漁業に関してはもっと深刻です。一切、操業はしていません。その中で東電が4月に海に放出した汚染水に匹敵する、500億ベクレルという放射性物質が、阿武隈川の河口から出ています。こういう状態です。その中で色々なことが起きています。
3月11日は日本が歴史的に変わる日だと、マスコミや政治家が言っていたはずです。しかし全く変わらない。原子力協定が昨日、参議院で可決されました。民主党で棄権した議員は12人しかいませんでした。日本のことを考えていないのか、福島のことを考えていないのか、そういう怒りで一杯です。
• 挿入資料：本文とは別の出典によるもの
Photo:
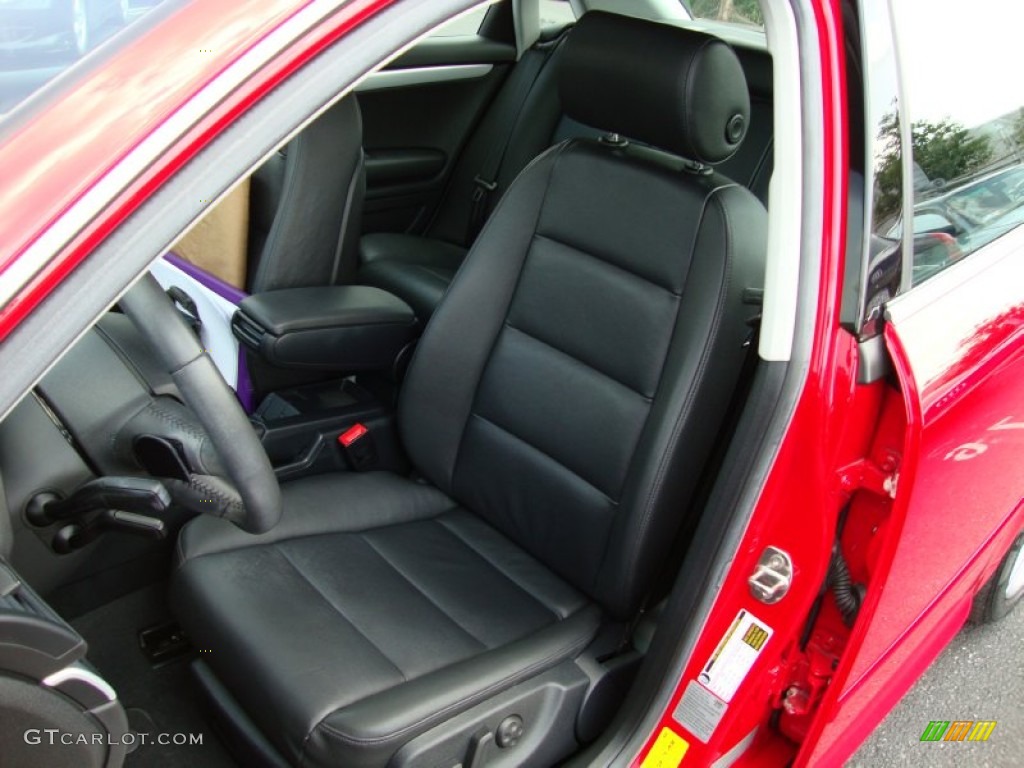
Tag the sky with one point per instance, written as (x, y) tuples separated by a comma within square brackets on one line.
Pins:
[(962, 59)]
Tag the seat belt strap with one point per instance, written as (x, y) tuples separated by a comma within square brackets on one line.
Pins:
[(485, 181)]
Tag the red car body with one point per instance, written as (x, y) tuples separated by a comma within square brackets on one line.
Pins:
[(932, 469)]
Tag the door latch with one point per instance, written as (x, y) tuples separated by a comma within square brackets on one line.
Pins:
[(771, 579)]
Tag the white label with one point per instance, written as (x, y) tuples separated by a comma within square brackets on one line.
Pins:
[(735, 654), (699, 711)]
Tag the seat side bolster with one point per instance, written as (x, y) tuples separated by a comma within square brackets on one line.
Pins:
[(374, 499), (374, 727), (437, 395), (702, 369)]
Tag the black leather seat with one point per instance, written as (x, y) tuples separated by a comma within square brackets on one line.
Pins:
[(306, 206), (419, 268), (559, 409)]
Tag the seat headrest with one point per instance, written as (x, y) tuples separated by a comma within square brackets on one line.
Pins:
[(673, 88)]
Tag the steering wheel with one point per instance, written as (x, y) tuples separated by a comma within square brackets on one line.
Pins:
[(256, 507)]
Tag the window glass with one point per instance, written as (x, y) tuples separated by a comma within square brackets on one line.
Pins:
[(882, 157), (966, 105), (556, 13), (41, 38), (468, 24), (736, 11)]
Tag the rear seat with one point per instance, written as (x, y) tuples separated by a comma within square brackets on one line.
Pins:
[(419, 268)]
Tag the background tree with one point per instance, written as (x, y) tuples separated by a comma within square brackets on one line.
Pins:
[(744, 11), (1018, 132), (944, 151)]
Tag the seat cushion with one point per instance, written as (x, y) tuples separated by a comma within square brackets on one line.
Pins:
[(374, 610), (416, 269)]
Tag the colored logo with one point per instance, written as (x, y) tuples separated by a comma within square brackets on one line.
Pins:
[(958, 730), (755, 637)]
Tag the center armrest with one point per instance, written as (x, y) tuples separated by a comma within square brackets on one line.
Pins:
[(331, 328)]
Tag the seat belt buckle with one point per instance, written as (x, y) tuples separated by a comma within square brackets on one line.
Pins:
[(482, 187), (358, 446)]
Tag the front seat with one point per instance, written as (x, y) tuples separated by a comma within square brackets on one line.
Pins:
[(306, 205), (558, 412)]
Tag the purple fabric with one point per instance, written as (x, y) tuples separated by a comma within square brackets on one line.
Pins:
[(244, 387), (245, 391), (225, 290)]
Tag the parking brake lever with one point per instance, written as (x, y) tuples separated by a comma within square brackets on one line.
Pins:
[(131, 505), (144, 496)]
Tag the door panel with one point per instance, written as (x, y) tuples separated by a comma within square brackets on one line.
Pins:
[(958, 344), (417, 115)]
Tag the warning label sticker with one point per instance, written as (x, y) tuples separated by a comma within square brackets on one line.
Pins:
[(699, 711), (733, 657), (668, 751)]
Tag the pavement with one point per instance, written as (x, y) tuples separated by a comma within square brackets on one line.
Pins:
[(979, 677)]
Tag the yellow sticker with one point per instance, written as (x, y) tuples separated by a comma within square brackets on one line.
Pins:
[(668, 751)]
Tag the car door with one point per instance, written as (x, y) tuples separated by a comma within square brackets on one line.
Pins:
[(954, 333)]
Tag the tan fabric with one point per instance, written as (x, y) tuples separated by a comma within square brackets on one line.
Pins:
[(218, 243)]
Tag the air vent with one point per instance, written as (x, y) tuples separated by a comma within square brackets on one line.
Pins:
[(247, 331)]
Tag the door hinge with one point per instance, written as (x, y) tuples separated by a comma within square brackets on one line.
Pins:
[(807, 676), (880, 478)]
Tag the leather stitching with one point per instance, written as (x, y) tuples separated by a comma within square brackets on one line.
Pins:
[(685, 411), (337, 609), (426, 597), (521, 587), (580, 361), (529, 444), (564, 651)]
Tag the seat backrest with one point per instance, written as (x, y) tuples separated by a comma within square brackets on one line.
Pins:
[(306, 206), (570, 384), (540, 123)]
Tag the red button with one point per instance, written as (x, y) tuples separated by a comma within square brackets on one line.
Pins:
[(351, 434)]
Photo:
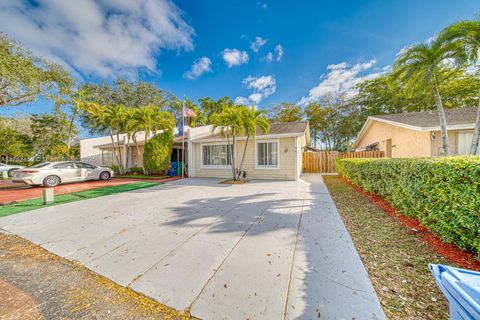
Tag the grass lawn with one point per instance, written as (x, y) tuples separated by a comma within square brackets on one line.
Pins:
[(396, 260), (37, 203), (141, 176)]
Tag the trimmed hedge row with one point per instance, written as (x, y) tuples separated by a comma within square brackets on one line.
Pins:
[(443, 193)]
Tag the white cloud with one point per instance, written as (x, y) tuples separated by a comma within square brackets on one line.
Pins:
[(342, 78), (257, 44), (276, 55), (235, 57), (242, 100), (199, 67), (269, 57), (103, 37), (278, 52), (262, 87)]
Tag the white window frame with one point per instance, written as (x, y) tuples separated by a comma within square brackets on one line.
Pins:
[(261, 167), (209, 166)]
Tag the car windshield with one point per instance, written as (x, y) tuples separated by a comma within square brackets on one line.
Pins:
[(41, 165)]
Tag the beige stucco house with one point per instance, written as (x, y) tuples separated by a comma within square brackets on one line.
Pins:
[(273, 155), (417, 134)]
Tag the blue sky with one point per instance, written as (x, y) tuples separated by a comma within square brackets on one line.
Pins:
[(303, 50)]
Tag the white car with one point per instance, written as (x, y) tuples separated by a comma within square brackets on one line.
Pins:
[(9, 168), (51, 174)]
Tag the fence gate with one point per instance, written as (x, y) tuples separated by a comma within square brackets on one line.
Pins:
[(324, 161)]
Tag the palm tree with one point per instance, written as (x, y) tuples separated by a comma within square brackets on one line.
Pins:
[(251, 120), (230, 124), (466, 34), (423, 66)]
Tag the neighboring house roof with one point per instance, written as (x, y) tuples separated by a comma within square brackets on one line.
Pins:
[(457, 119), (280, 129)]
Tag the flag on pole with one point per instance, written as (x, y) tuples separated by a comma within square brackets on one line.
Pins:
[(188, 112)]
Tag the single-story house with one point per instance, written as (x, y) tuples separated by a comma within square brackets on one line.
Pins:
[(417, 134), (273, 155)]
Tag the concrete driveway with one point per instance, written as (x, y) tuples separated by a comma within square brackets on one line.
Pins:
[(263, 250)]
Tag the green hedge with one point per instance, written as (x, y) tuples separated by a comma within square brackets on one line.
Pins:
[(443, 194)]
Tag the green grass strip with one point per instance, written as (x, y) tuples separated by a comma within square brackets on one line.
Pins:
[(37, 203)]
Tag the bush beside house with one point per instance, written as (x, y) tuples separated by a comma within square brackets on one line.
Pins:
[(157, 153), (443, 193)]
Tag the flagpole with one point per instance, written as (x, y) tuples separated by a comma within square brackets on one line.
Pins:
[(183, 138)]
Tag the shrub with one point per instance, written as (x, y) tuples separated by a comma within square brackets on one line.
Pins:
[(136, 170), (157, 153), (443, 193)]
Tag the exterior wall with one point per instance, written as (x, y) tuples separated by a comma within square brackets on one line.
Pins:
[(406, 143), (136, 159), (452, 142), (287, 170), (90, 154)]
東電は、放射性物質は土地所有者のものだと主張しています。畑や田んぼに落ちた放射性物質、これほど苦しんでいる放射性物質はその土地のものだと東電は主張しています。そしてなによりも、原子力安全委員会や保安院では、誰一人クビになっていません。何が変わったでしょうか。これを変えない限り、日本に、子どもたちに未来が無いと思っています。
皆さん、一緒に日本を変えていく運動をしないと、私たちは日本に住んでいられなくなると私は考えます。
来年の3月11日に、私たちは郡山市の態勢残球場で、県民集会を行います。そして福島の思いを日本に発信し、福島の思いを日本全体で共有する集会を企画しています。そのことを申し上げて、報告といたします。
●会場の日比谷野外音楽堂には、5500人の方々が集まりました。
●集会終了後はデモ行進です。
●たくさんの個人・市民団体の人たちが参加してくれました。